You feel tempted to give them the seal of approval... but they you learn that the principal had been expecting your questions (you don't vary them much), and that, in fact, the whole school has spent the last three years doing nothing but studying 18th century France, number theory and Mozart operas - day after day after day. Now you're less impressed. You can still conclude that the students have some technical ability, but you can't assess their all-round level of education.
The Turing test functions in the same way. Imagine no-one had heard of the test, and someone created a putative AI, designing it to, say, track rats efficiently across the city. You sit this anti-rat-AI down and give it a Turing test - and, to your astonishment, it passes. You could now conclude that it was (very likely) a genuinely conscious or intelligent entity.
But this is not the case: nearly everyone's heard of the Turing test. So the first machines to pass will be dedicated systems, specifically designed to get through the test.
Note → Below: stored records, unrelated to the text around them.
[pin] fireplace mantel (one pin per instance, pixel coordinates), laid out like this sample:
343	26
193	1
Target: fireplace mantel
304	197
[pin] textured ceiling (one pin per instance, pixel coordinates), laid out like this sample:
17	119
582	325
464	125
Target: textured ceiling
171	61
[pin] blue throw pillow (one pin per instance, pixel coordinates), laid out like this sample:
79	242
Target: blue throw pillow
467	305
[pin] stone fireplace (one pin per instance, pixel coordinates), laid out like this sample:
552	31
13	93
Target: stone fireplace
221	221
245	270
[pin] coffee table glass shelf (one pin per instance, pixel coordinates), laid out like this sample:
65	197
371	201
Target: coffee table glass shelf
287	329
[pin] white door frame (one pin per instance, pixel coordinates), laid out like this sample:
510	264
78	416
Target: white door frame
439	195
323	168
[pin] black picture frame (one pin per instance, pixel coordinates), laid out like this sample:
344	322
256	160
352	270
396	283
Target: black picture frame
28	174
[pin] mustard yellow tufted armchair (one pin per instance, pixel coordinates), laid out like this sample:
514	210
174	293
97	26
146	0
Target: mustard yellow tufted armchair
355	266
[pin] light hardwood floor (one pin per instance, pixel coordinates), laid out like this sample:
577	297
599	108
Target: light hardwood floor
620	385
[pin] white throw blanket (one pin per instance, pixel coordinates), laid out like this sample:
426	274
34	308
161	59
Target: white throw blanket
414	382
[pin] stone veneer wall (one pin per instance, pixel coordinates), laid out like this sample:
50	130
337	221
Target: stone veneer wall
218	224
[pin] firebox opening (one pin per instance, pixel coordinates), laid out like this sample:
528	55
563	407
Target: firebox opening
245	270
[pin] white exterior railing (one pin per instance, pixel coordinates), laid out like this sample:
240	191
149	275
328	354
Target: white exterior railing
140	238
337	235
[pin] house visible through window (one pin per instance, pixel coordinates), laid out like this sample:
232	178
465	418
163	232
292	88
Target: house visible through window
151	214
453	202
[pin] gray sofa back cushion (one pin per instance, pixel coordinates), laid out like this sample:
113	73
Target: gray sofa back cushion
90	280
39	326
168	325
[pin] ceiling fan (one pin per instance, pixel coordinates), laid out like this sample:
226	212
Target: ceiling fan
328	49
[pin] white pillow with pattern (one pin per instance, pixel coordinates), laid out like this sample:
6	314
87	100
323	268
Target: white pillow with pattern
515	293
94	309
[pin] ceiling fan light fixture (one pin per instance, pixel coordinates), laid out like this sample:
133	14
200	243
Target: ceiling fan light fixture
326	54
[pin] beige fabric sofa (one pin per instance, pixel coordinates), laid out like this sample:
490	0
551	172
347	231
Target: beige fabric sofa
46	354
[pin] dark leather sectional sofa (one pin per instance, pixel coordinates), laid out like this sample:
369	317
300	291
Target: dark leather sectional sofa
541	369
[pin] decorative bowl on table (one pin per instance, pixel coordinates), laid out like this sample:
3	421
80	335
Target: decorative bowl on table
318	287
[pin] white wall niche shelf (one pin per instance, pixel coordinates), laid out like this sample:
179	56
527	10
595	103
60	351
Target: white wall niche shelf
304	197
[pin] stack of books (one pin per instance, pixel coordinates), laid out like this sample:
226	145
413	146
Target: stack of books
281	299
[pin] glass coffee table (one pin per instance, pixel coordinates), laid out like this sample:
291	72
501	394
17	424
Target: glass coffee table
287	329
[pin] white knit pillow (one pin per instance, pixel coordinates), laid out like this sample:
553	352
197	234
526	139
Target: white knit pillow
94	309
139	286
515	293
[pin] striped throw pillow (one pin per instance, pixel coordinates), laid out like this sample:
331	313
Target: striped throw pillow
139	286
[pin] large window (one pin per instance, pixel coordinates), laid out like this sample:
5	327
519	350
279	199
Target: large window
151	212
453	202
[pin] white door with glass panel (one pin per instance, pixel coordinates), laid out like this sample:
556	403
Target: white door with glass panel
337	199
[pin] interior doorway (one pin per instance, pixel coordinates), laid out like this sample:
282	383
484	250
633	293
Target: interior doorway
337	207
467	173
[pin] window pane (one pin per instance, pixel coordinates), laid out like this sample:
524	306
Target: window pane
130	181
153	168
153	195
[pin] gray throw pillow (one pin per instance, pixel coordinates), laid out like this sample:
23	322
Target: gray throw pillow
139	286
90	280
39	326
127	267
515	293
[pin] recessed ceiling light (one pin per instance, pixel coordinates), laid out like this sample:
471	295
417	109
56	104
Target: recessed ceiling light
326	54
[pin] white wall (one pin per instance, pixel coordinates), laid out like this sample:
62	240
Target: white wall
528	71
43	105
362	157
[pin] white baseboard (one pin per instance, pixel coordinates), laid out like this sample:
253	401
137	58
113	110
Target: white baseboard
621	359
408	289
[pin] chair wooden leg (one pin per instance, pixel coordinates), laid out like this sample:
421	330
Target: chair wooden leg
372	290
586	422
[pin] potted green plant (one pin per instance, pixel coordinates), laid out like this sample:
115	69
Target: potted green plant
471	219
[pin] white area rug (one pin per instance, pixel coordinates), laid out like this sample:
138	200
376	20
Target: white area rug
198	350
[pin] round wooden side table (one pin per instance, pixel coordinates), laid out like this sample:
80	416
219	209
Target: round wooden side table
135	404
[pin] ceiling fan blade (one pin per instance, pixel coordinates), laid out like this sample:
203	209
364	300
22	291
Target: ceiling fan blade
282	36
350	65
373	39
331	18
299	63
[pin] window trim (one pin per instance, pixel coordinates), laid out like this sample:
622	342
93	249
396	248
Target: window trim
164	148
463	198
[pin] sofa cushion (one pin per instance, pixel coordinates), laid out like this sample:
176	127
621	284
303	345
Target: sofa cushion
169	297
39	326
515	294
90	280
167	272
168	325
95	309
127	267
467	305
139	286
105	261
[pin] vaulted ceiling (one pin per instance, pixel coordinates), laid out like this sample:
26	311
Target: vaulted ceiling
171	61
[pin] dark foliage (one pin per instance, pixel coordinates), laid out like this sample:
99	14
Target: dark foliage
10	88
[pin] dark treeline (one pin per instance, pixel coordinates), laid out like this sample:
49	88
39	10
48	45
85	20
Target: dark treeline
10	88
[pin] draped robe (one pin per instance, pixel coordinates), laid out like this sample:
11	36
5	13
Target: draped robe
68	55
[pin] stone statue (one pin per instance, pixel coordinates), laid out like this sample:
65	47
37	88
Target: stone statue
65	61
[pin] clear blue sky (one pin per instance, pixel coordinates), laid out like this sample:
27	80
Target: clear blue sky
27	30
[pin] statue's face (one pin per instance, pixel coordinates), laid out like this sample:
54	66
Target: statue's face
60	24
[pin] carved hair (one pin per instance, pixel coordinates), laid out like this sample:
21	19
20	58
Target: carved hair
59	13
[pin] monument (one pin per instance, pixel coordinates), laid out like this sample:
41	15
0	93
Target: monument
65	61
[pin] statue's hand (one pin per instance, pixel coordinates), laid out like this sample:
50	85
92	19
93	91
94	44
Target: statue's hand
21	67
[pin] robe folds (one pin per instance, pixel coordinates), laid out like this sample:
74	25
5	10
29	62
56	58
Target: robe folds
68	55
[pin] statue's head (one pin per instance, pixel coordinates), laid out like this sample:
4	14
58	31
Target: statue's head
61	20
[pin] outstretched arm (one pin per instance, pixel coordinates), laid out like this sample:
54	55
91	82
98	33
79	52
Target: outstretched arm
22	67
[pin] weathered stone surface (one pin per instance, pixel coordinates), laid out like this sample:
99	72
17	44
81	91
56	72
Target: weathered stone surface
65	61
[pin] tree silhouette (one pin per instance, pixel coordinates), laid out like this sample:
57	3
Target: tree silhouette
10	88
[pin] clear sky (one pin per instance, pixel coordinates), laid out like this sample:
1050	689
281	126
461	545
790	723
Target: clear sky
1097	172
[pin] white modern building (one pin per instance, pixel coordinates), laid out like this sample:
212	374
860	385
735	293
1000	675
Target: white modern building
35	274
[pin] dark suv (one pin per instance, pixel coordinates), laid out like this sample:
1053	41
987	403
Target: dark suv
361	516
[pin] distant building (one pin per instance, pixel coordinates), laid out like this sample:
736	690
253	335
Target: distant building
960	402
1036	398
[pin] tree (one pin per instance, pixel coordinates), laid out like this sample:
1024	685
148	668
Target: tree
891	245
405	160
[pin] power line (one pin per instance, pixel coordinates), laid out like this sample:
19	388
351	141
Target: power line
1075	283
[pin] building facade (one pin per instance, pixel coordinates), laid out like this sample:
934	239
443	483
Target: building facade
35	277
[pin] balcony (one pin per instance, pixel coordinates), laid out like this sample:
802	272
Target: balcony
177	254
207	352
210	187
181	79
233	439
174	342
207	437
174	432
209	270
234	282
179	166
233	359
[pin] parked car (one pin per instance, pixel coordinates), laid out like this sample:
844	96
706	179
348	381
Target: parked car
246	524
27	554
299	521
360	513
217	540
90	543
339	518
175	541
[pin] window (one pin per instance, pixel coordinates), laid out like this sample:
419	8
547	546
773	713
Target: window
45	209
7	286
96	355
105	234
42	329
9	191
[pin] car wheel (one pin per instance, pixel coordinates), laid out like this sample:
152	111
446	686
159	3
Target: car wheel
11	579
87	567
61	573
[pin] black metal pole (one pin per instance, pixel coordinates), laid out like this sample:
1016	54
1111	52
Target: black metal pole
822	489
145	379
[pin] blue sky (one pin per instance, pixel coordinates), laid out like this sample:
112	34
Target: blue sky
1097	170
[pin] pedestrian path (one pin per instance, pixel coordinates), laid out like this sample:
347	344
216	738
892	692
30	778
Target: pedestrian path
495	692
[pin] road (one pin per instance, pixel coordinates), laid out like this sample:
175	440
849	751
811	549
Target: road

Their whole setup will be constructed to maximise "passing the test", not to "being intelligent" or whatever we want the test to measure (the fact we have difficulty stating what exactly the test should be measuring shows the difficulty here).
Of course, this is a matter of degree, not of kind: a machine that passed the Turing test would still be rather nifty, and as the test got longer, and more complicated, as the interactions between subject and judge got more intricate, our confidence that we were facing a truly intelligence machine would increase.
But degree can go a long way. Watson won on Jeopardy without exhibiting any of the skills of a truly intelligent being - apart from one: answering Jeopardy questions. With the rise of big data and statistical algorithms, I would certainly rate it as plausible that we could create beings that are nearly perfectly conscious from a (textual) linguistic perspective. These "super-chatterbots" could only be identified as such with long and tedious effort. And yet they would demonstrate none of the other attributes of intelligence: chattering is all they're any good at (if you ask them to do any planning, for instance, they'll come up with designs that sound good but fail: they parrot back other people's plans with minimal modifications). These would be the closest plausible analogues to p-zombies.
The best way to avoid this is to create more varied analogues of the Turing test - and to keep them secret. Just as you keep the training set and the test set distinct in machine learning, you want to confront the putative AIs with quasi-Turing tests that their designers will not have encountered or planed for. Mix up the test conditions, add extra requirements, change what is being measured, do something completely different, be unfair: do things that a genuine intelligence would deal with, but an overtrained narrow statistical machine couldn't.